Cambodia’s Ministry of Labour and Vocational Training has signed the agreement with Singapore’s ITE Education Services, which will help train 80 Cambodian technical and vocational trainers in information communications technology, electronics and automotive, over the course of two years.
The agreement compliments another MoU between Singapore's Tan Tock Seng Hospital and Cambodia's Calmette Hospital, in Phnom Penh, where Singaporeans will train Cambodians in intensive care nursing, intensive care medicine and clinical quality professionals over three years.
European business association EuroCham Cambodia’s human resources committee chairman Djamel El Akra said: “MoUs illustrate the role of the private sector in providing training to the workforce.” More importantly, it helps “train the trainers” empowering the trained person, allowing them to sustain those programmes, he said.
Phnom Penh-based HR consultancy AAA Cambodia agreed. “Good training requires good teachers. So the approach of training teachers and giving them exposure to how these skills are developed and used in competitive business environments, such as Singapore, is likely to have a very positive impact on the quality of the training,” said AAA Cambodia’s managing director Susanna Coghlan.
The problem with local trainers in the vocational sector is that they may “not have had much exposure to using skills in a ‘real world’ context’ and opportunities for trainers to keep “upskilling themselves and stay on top of technological developments in their fields is very limited,” she said.

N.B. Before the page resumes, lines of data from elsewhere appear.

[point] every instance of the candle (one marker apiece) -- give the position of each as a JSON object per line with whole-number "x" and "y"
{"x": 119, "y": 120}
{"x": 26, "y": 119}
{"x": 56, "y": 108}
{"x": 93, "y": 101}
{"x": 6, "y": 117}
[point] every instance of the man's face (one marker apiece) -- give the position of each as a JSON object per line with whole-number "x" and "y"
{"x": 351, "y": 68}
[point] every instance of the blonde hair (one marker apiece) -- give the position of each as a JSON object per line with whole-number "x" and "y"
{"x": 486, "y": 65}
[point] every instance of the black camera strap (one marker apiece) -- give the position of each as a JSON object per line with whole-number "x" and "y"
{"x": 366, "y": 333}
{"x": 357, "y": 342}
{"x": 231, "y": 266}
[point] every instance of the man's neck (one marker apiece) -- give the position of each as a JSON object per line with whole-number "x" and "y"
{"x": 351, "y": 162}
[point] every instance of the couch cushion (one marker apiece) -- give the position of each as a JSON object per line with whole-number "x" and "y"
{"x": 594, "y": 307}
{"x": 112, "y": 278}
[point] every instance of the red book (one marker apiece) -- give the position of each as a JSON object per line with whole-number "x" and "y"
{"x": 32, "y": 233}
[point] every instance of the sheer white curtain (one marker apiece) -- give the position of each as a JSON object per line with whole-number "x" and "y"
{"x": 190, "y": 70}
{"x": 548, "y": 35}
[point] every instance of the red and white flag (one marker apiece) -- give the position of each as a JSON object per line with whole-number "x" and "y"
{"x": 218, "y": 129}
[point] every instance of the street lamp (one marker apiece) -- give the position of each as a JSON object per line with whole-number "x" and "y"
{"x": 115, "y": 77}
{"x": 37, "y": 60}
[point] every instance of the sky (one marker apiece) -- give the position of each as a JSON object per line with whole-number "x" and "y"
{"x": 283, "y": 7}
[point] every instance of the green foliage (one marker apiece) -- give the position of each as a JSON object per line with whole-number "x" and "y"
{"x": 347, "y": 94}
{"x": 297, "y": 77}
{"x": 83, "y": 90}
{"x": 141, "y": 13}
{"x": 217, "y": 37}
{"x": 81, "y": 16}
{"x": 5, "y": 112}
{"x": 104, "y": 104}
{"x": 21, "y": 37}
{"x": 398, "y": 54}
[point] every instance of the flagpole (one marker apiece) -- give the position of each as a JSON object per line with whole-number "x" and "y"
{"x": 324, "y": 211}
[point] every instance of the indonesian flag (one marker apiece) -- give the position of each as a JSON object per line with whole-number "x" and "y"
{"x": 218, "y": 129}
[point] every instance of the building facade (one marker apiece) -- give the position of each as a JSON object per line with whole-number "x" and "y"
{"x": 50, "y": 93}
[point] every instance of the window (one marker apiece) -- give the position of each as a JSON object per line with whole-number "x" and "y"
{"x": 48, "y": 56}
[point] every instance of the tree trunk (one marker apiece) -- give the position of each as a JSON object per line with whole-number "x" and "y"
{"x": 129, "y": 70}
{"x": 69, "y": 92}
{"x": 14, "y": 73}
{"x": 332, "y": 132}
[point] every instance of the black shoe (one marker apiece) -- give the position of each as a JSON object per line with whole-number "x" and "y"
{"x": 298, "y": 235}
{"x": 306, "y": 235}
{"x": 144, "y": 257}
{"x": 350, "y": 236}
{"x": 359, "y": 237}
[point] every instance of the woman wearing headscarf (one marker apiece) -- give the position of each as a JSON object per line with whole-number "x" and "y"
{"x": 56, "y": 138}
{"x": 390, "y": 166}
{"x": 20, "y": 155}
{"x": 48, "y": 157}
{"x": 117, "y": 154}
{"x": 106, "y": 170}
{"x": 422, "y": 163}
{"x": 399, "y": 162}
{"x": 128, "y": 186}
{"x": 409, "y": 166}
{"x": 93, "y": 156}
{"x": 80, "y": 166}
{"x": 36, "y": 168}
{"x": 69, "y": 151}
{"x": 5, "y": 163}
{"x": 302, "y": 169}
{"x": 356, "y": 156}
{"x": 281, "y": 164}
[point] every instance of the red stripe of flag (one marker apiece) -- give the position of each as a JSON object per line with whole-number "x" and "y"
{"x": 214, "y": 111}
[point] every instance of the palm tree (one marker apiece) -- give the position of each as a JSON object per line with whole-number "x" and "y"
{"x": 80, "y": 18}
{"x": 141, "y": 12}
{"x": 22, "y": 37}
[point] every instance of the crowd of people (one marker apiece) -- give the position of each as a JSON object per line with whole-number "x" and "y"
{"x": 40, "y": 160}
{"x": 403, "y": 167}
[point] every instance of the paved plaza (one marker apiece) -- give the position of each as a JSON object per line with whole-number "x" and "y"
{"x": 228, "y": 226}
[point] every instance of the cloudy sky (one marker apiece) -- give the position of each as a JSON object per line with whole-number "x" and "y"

There is arguably no better country than Singapore to learn from, as with hardly any natural resources, it has put skills at the centre of its development strategy. “And this has been a very successful approach,” said Coghlam, whose company provides local businesses with communications and management development skills. Compared with Singapore, “Cambodia has advantages in landmass and some natural resources, but these are still limited - so investing in developing skills workers and quality, sustainable jobs” makes sense, she argued.
The Cambodian government is certainly prioritising skills development. The country’s target of becoming a “developed nation” by 2030 requires a “significant re-targeting of the skills of the workforce with a real focus on the skills of the massive youth cohort in our schools and colleges,” said a draft version of the National Technical Vocational Education and Training (TVET) policy 2017-2015, released in October by the ministry of labour and vocational training.
“Attracting foreign investment based on the skills of the workforce rather than low wages is a major challenge,” it said, pointing out that improving technical and vocational training quality to meet market demands, inside and outside the country is a key goal.
However, a lack of quality assurance systems for programmes, weak training methodology, and a lack of teacher experience, along with poor infrastructure, equipment and regulatory systems compound this challenge.
Worse still is Cambodia’s “negative perception of TVET”, the ministry’s policy said. Often, the emphasis is on getting a university qualification leading to “low-enrolments and high drop-out rates in TVET” and vocational training is frowned upon as “second rate education” – a perception that the government is trying to banish through this policy.